Sarah sat in silence, her face scarlet, and so near to breaking down that she could scarcely breathe. It was fortunate that Mrs Middleton was so angry at Dr Kerr’s effrontery that she could not see Sarah’s patent distress. She said, her face working, ‘The impudence of them. They’re sent here as punishment, and when they are here they are bare-faced enough to address His Majesty’s loyal subjects as though they’re no better than themselves, no better than transported felons.’
Lucy laid her hand lightly on Sarah’s to comfort her. ‘You are not to trouble yourself about what such a creature thinks,’ she murmured softly. ‘If he were not such a good doctor, he would still be in chains.’
Sarah was too busy musing unhappily about the recent distressing scene to hear what Lucy said. The impudence of him, she thought, echoing Mrs Middleton. He needed taking down a peg or two, that was for sure. Then her common sense, sadly missing since she had arrived in Sydney, took over, and told her that a criminal who had been brought from England in irons had already been brought down by far more than two pegs.
For all that, she thought, he behaves like a Spanish Grandee, which really is the most provoking thing! The next time that we meet I shall try to keep to my early resolution and not speak like an intemperate shrew. After all, it was Charles Villiers who did me the greater injury and not this nobody of an Emancipist doctor! I must try to forget them both.
She looked around. The bright day had been dimmed for her, but just when she had begun to think that everyone was in a conspiracy to distress her, a most unlikely saviour in the person of Tom Dilhorne arrived to take her mind off herself and her troubles. Afterwards, she was to ask herself whether that had been his real intention, rather than the obvious one of his using an opportunity to persuade her to patronise his Emporium. At the time, though, it was not a question that occurred to her.
He swept off his hat in greeting. This time it was an elegant straw one, not the battered felt he had worn on the ship. His dress was rather better, too. He made nothing of Mrs Middleton’s open annoyance at his daring to approach them at all, merely saying, ‘Your servant, ladies,’ before turning his attention towards Sarah.
‘Miss Langley, the silks from Macao, of which I spoke when you first arrived here, are now unpacked and in the shop. Not only that, when I inspected the goods, which came from England, there were some fine cottons that might be to your liking.’

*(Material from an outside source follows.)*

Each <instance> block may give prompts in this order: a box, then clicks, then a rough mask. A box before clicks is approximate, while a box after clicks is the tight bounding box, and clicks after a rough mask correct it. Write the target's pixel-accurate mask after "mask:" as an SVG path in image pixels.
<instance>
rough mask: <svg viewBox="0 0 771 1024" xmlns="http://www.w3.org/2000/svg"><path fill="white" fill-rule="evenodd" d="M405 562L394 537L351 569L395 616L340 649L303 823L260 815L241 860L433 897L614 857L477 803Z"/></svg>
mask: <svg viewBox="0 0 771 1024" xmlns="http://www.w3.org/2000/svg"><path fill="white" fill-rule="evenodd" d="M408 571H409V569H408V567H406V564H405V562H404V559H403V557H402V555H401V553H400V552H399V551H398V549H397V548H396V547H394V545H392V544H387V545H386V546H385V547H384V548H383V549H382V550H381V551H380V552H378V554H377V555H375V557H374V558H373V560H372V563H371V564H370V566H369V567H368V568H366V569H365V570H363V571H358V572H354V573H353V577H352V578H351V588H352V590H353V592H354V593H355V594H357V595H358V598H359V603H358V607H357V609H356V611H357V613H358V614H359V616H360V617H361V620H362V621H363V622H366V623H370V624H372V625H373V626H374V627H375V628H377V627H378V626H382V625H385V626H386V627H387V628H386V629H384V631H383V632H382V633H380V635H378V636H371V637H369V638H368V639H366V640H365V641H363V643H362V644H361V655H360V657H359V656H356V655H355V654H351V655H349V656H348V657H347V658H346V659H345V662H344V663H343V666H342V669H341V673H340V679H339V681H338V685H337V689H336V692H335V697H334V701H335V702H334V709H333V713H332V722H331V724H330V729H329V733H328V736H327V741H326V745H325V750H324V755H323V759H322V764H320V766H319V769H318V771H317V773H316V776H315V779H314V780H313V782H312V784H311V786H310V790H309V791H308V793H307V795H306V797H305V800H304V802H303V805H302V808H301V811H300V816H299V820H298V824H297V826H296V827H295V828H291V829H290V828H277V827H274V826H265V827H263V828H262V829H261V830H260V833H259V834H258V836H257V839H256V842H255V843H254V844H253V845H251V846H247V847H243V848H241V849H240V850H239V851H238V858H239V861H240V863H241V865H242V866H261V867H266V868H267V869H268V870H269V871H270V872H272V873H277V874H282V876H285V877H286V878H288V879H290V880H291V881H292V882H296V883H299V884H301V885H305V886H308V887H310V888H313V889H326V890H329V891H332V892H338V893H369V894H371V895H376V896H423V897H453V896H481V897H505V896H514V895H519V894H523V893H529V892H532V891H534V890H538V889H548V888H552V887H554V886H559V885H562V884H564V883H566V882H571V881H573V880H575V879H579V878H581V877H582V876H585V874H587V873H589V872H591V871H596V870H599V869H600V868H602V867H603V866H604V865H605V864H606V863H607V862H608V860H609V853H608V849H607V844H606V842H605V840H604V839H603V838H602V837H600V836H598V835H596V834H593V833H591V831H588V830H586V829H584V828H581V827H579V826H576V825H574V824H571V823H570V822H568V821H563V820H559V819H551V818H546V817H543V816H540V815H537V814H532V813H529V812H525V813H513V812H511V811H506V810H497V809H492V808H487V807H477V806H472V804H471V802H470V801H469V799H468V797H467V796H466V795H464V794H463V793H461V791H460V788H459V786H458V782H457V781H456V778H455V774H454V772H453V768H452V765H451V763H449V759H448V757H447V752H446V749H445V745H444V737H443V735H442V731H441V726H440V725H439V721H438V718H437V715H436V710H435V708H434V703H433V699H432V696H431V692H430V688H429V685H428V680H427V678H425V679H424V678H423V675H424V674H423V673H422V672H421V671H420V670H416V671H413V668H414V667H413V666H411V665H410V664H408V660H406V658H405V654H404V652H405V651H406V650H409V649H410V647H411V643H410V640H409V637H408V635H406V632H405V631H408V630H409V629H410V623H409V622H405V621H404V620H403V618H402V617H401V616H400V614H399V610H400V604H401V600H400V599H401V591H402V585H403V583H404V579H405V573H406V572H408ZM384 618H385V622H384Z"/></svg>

‘Then you must expect a visit from me—and possibly from Miss Middleton.’ Sarah smiled, determined to show both him and the Middleton ladies that she had not been overset by Dr Kerr. ‘There are some grand occasions to be attended soon, I hear, and I shall need a positive trousseau.’
Excellent. Whatever that ass, his good friend, had said and done to distress her, it had not succeeded in dampening her spirits completely. Tom thought that he knew why Sarah Langley was having such a powerful effect on Alan Kerr, but it would not do to tell either him or the lady why they were at such odds.
Instead he remarked gravely, ‘Happen I can find some new trimmings for you, too.’ In front of Mrs Middleton his Yorkshire accent had deepened and coarsened. Whenever he had been alone with Sarah, it had always been slight.
Sarah would have detained him further, but, with the dry remark that ‘I am sure that you are finding Sydney of great interest, Miss Langley, particularly since some of our natives are not exactly as civilised as those you have encountered at home,’ he took himself off, pausing to inform her that, if she found any problems in hiring servants when she finally set up house, he would be only too willing to help her.
His departure left Sarah appreciative of both his obliquity and his consideration. Oblique, because his comments on her view of Sydney and its inhabitants could only have been taken as an amused reference to her encounters with Alan Kerr. Considerate because he had seen Mrs Middleton turn as red as a turkey cock because he was speaking to Sarah at all, and had left swiftly enough to spare her reproach from the old harridan.
Mrs Middleton did snort at her, ‘I wonder, Miss Langley, at you allowing such a creature to speak to you.’